The aging method, also known as accounts receivable aging or aging of accounts receivable, is an accounting technique used to categorize accounts receivable (amounts owed to a business by its customers) based on the length of time they have been outstanding. This method helps businesses to identify overdue accounts, evaluate the effectiveness of credit and collection policies, and estimate the likelihood of collecting the receivables.
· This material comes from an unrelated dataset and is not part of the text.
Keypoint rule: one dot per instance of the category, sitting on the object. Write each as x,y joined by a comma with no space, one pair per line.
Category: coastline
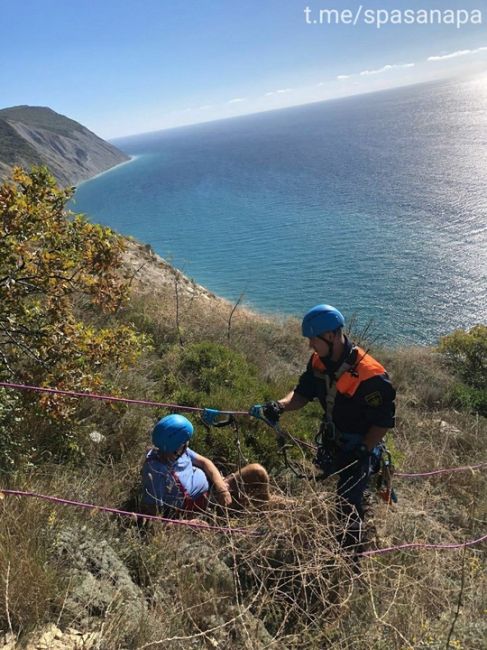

Accounts receivable are typically grouped into various time periods or aging buckets, such as:

  1. Current (not yet due)
  2. 1-30 days past due
  3. 31-60 days past due
  4. 61-90 days past due
  5. Over 90 days past due

By categorizing the receivables in this manner, businesses can quickly identify overdue accounts, which may require more aggressive collection efforts or potentially be written off as bad debts. The aging method also helps businesses determine the allowance for doubtful accounts, which is an estimate of the amount of receivables that may not be collectible. This allowance is used to record a bad debt expense and reduce the carrying value of accounts receivable on the balance sheet.

Example of Aging Method

Let’s consider a hypothetical example of a company using the aging method to analyze its accounts receivable.

Suppose a company has the following accounts receivable balances:

  • Customer A: $1,000 – invoice is 15 days past due
  • Customer B: $2,500 – invoice is 45 days past due
  • Customer C: $3,000 – invoice is 5 days past due (not yet due)
  • Customer D: $1,500 – invoice is 75 days past due
  • Customer E: $2,000 – invoice is 100 days past due

The company can categorize its accounts receivable into aging buckets as follows:

  • Current (not yet due): $3,000 (Customer C)
  • 1-30 days past due: $1,000 (Customer A)
  • 31-60 days past due: $2,500 (Customer B)
  • 61-90 days past due: $1,500 (Customer D)
  • Over 90 days past due: $2,000 (Customer E)

By analyzing the aging of accounts receivable, the company can determine which customers have overdue balances and may require additional collection efforts. In this example, Customer B, D, and E have overdue balances. The company might prioritize contacting Customer E, as their invoice is the most overdue.

Furthermore, the company can use this aging information to estimate the allowance for doubtful accounts. For instance, the company might estimate that the likelihood of collecting the receivables decreases as the accounts age:

  • Current (not yet due): 99% collectible
  • 1-30 days past due: 95% collectible
  • 31-60 days past due: 85% collectible
  • 61-90 days past due: 60% collectible
  • Over 90 days past due: 30% collectible

Using these percentages, the company can estimate the allowance for doubtful accounts:

  • Current: $3,000 x 1% = $30
  • 1-30 days past due: $1,000 x 5% = $50
  • 31-60 days past due: $2,500 x 15% = $375
  • 61-90 days past due: $1,500 x 40% = $600
  • Over 90 days past due: $2,000 x 70% = $1,400

The total estimated allowance for doubtful accounts would be: $30 + $50 + $375 + $600 + $1,400 = $2,455. This amount would be recorded as a bad debt expense and used to reduce the carrying value of accounts receivable on the balance sheet.